In an analysis published last week on LinkedIn, Benchmark concluded that the duties would push imported AAM above the production costs and US facilities. However, US AAM production remains relatively nascent and there would remain a large “structural supply gap.”
“Bridging this gap will require significantly more investment in the domestic capacity pipeline,” concluded the Benchmark analysts – a dynamic that applies also to US battery integrators and prospective lithium-ion gigafab developers. The uncertainty unleashed on the market throughout April will severely undermine investor confidence. And BESS manufacturing operations are neither quick to establish nor cheap.
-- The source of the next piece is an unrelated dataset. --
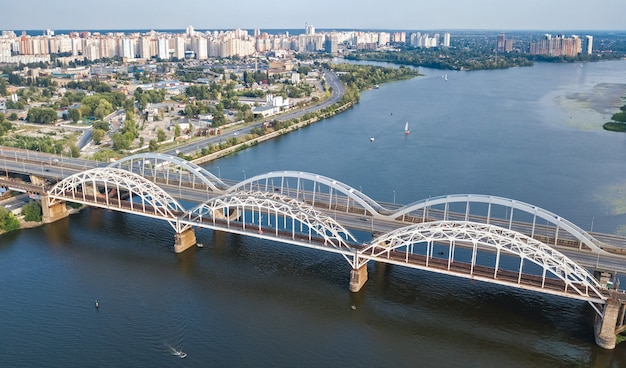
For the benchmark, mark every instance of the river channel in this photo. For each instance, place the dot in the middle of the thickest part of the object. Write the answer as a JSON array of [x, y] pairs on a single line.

But it’s not all doom and gloom. Iola Hughes, the head of research at battery analyst Rho Motion, which was acquired by Benchmark in mid 2024, has struck a more moderate tone. Noting that BESS prices have halved over the past two years, that Chinese suppliers have “margin room,” and the fundamentals for deployment in the US remain strong, Hughes argued that the tariff numbers may “appear worse than it seems.”
“In the coming weeks, BESS market players will be reshuffling supply chains to mitigate tariff exposure,” Hughes wrote on LinkedIn. Although she acknowledged, “the market will face a tough balancing act in the short term.”
In terms of deployment, CEA’s Finn-Foley expects the project pipeline impacted by tariffs will likely be paused rather than canceled outright. “I think the storage industry can weather this. Can it weather 245% for the next 4-5 years? That is where we’ll see demand really slow down.”